Preparing for the Future
With our finances secured and our laboratory work underway, we embraced another key element of entrepreneurship: thinking beyond iGEM. To explore the long-term potential of our solution, we developed a business model to determine how our idea could evolve into a viable venture after the competition. To that end, we created a Business Model Canvas:
Keeping our business model canvas in mind, we identified the key strengths and weaknesses of our potential venture.
Strengths:
- No alternative rapid testing product currently on the market
- Modular design of the CRISPR/Cas12a complex allows easy adaptation to other pathogens
- Strong relationships with stakeholders and industry experts formed during iGEM
Weaknesses:
- No viable prototype yet; technology still in development phase
- Use of CRISPR/Cas12a for detection is covered by existing patents, meaning licensing may be necessary
Although there is great potential in this field due to low competition, there are also some hurdles to overcome. The main hurdle we identified is intellectual property.

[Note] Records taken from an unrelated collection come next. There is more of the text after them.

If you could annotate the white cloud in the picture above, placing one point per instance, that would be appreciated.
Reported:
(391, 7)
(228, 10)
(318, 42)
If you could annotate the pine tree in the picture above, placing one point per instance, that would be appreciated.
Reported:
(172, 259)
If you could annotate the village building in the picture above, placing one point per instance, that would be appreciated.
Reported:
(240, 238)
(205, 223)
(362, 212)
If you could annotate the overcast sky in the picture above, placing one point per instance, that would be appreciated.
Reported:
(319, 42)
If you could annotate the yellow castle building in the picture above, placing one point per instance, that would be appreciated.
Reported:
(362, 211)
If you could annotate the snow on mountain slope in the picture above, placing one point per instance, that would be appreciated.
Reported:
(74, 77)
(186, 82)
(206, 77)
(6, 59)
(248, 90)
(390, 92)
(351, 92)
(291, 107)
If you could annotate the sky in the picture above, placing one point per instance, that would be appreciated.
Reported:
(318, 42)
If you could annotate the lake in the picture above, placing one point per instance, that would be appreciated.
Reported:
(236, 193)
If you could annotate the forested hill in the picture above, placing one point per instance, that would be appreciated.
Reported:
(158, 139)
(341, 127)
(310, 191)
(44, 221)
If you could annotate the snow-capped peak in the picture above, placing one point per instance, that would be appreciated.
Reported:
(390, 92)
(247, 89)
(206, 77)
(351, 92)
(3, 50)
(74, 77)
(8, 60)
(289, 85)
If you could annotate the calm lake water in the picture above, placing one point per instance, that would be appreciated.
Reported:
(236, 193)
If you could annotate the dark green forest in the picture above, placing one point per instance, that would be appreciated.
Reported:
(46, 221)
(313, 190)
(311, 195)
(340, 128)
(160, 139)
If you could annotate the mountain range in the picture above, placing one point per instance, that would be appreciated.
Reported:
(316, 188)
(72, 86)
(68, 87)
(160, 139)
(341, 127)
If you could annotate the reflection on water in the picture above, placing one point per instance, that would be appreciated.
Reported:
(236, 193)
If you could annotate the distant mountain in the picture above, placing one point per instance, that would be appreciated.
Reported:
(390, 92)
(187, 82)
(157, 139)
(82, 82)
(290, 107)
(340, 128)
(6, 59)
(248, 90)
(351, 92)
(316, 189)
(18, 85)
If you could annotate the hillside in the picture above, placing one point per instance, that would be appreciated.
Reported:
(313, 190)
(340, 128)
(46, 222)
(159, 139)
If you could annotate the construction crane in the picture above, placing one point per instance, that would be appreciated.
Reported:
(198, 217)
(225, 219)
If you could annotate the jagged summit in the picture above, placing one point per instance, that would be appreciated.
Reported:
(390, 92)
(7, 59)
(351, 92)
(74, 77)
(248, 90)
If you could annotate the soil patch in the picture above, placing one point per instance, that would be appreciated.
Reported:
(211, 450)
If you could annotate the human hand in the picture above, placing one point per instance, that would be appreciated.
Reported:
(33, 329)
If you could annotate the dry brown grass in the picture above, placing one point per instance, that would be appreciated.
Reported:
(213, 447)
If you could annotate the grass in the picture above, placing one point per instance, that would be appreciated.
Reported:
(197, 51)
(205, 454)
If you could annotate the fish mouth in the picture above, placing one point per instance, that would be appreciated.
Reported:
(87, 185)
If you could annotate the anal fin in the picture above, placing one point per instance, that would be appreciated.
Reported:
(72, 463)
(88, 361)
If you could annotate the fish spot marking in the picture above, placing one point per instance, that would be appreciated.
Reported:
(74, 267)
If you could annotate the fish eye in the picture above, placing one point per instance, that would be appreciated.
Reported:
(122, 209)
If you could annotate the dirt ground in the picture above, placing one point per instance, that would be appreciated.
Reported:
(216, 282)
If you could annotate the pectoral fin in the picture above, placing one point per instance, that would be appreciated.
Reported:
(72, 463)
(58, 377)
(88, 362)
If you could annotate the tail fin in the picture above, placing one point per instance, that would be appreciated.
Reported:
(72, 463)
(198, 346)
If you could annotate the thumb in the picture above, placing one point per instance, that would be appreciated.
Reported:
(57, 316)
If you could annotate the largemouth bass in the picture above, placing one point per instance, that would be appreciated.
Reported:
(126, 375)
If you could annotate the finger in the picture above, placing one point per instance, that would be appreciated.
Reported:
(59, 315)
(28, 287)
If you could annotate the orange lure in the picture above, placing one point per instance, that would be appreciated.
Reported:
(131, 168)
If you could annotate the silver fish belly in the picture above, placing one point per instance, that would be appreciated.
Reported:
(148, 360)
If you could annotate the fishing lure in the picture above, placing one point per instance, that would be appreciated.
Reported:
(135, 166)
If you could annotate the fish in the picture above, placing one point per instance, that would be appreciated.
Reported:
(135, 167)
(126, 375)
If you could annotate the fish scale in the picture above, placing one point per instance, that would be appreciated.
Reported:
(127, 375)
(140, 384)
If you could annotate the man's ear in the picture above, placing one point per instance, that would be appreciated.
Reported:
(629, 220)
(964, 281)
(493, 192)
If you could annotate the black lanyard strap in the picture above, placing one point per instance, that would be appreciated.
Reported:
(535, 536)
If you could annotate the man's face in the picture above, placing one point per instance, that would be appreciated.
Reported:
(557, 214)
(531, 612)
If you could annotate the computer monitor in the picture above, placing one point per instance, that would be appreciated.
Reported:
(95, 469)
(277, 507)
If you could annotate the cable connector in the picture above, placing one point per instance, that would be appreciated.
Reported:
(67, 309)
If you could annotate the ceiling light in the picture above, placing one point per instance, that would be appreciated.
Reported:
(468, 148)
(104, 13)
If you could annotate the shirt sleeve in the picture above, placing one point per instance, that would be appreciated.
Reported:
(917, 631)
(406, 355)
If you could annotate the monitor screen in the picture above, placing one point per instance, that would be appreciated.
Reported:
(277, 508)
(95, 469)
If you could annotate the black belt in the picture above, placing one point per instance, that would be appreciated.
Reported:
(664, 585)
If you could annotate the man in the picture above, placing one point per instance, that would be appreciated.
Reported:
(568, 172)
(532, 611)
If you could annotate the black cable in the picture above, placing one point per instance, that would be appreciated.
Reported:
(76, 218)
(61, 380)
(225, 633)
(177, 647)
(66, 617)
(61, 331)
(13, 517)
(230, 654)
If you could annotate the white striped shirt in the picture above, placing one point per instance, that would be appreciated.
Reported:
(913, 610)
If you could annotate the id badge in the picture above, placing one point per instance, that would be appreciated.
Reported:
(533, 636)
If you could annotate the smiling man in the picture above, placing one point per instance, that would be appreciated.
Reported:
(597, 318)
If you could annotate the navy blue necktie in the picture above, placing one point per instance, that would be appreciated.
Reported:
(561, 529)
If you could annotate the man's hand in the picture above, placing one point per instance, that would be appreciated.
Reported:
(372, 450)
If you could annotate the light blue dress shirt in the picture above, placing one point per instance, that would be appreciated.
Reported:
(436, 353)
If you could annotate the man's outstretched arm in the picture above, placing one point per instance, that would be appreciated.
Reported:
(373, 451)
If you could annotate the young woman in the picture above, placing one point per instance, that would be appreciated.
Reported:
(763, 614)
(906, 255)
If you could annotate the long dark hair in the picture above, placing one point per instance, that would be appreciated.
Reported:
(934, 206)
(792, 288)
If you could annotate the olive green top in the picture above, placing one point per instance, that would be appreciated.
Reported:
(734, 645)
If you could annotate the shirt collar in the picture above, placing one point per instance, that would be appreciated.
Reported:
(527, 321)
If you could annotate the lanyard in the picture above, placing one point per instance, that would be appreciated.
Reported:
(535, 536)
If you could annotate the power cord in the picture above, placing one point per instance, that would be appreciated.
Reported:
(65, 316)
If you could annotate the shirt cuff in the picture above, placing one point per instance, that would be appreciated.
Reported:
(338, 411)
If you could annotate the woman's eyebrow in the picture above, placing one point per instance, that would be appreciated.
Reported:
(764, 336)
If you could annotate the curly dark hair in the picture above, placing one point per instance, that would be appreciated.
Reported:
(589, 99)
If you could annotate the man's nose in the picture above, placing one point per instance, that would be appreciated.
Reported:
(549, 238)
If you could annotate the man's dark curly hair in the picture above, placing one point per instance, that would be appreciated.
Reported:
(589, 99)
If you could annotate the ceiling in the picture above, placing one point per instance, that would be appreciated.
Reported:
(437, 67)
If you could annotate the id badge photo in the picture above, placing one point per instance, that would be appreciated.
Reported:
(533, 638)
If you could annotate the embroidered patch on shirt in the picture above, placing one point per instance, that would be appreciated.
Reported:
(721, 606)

Intellectual Property and Licensing Considerations
A critical step in bringing our project to life is considering the intellectual property (IP) landscape. The CRISPR/Cas12a technology underlying our diagnostics is not in the public domain; the University of California holds patents on its collateral cleavage-based detection mechanism (DETECTR) and has licensed them exclusively to Mammoth Biosciences. These patents have been granted in the United States (e.g., US10253365 and US11118224), and corresponding applications are pending in Europe (e.g., EP3714050). The claims are broad and cover the use of Cas12a collateral cleavage for detection in any biological sample.
While our academic use within iGEM is unrestricted, commercialization would likely require a license. For a startup, this presents both a challenge and an opportunity:
- Challenge: Any product launch based on Cas12a collateral cleavage requires negotiation with existing IP holders.
- Opportunity: Licensing is often structured by "field of use." Agriculture may be an exception where a dedicated startup could obtain rights more easily and cheaply than in human diagnostics.
At the same time, our project creates opportunities for new intellectual property. Our pathogen-specific crRNA designs and our unique AuNP "cut-to-release" readout format could be the foundation for new patents. By combining an awareness of existing IP with a strategy to generate our own, we are taking a realistic, entrepreneurial approach to developing this technology for agricultural diagnostics.
Summary
Our entrepreneurial journey has taught us that transforming a laboratory idea into a practical solution requires more than just good science. It requires vision, persistence, collaboration with the community it seeks to serve, and an understanding of the complex domain of intellectual property. By thinking like entrepreneurs, we established a foundation that will carry our project forward long after the competition ends.